Among commodities, oil performed strongly, improving by 52.4% year-on-year after the knock-out hit in 2015. Gold experienced two very different halves. In the first half of the year, its price rose, while in the second half it lost ground. Nevertheless, it appreciated by 8.1% over the whole year.

One of the most significant exchange rate drivers and persistent risks over the past year has been global tensions. The war in Syria was ongoing throughout the year, with Russia and Turkey eventually intervening. In Turkey itself, there has been a consolidation of central power by Erdogan, who has been able to use the military coup to strengthen his own position. Terrorist attacks have recurred in Europe, as in previous years. Unfortunately, tensions between Europe and Russia seem to have increased. Perhaps a positive outlook for this year could be the so-far fragile, but nonetheless calming, Syrian civil war, the significant weakening of the Islamic State, and the declining flow of refugees into EU countries.

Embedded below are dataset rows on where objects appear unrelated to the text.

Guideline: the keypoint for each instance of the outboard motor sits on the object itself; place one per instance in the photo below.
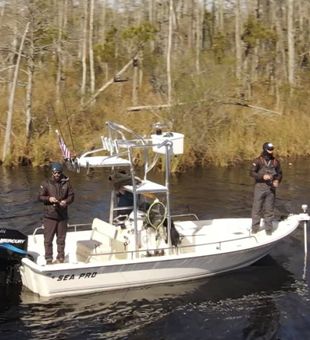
(13, 247)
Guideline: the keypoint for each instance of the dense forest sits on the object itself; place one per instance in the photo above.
(229, 74)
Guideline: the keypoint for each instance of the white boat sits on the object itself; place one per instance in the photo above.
(142, 249)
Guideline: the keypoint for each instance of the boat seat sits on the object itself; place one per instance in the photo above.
(102, 240)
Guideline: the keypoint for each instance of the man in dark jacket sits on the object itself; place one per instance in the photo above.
(56, 193)
(267, 172)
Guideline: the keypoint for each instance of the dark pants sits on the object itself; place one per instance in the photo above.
(52, 228)
(263, 205)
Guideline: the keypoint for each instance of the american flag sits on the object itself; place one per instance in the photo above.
(63, 147)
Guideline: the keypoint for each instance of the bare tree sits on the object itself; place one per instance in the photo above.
(8, 129)
(169, 83)
(291, 42)
(84, 52)
(238, 40)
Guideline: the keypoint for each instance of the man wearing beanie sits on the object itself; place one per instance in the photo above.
(56, 193)
(267, 172)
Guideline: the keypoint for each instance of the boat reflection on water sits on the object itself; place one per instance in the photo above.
(248, 298)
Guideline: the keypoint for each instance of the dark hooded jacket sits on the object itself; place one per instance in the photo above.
(62, 190)
(266, 164)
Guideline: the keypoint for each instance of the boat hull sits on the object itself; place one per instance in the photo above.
(69, 280)
(230, 246)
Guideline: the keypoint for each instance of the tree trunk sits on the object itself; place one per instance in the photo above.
(59, 53)
(8, 128)
(291, 42)
(169, 53)
(238, 41)
(84, 52)
(91, 51)
(30, 66)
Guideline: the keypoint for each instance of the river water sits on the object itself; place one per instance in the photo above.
(268, 300)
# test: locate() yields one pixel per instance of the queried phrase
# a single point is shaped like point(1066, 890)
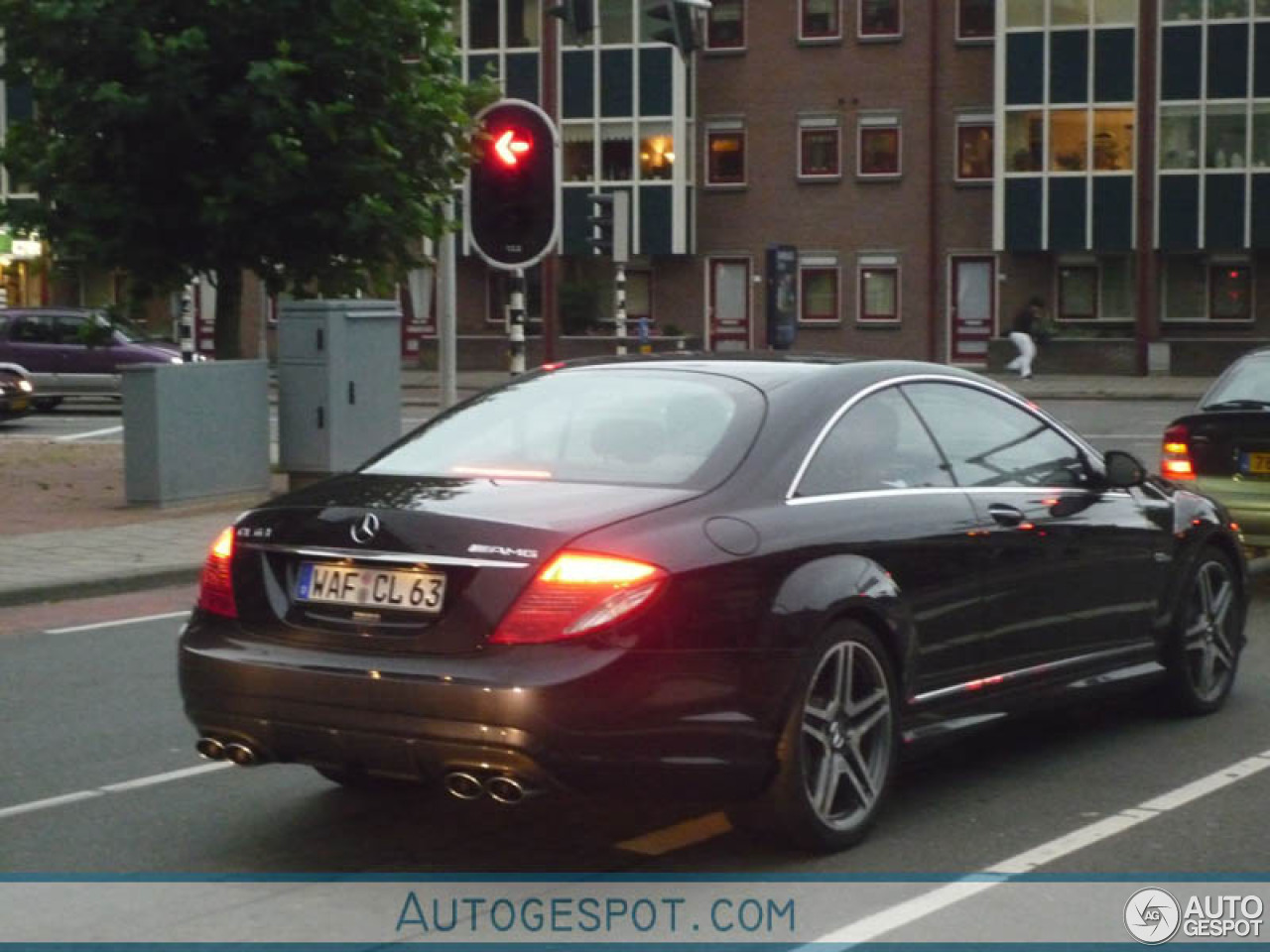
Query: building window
point(725, 26)
point(975, 19)
point(879, 18)
point(1205, 290)
point(879, 146)
point(1078, 293)
point(820, 19)
point(820, 144)
point(879, 289)
point(1229, 293)
point(818, 290)
point(973, 149)
point(725, 150)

As the New Year approaches, the bag is always bursting with various analyst recommendations whose sole purpose is to lead retail investors/clients into tactical portfolio adjustments. We always try to avoid this in our regular report. The ideal strategy is to stick to the investment horizon originally chosen and have the investment as diversified as possible. This year, developments in the EU, which is facing a possible existential crisis, will be key for investors. It will also be important to what extent Donald Trump succeeds in meeting the high expectations of investors and the US population, who expect further growth in the US economy. Last but not least, the geopolitical situation will play a crucial role, especially further developments in the Middle East and relations between Europe and Russia. However, it is always the case that risk is not only a threat, it is also an opportunity. If the situation in these key areas develops positively, then, combined with the rising performance of the global economy, stock indices can rise further.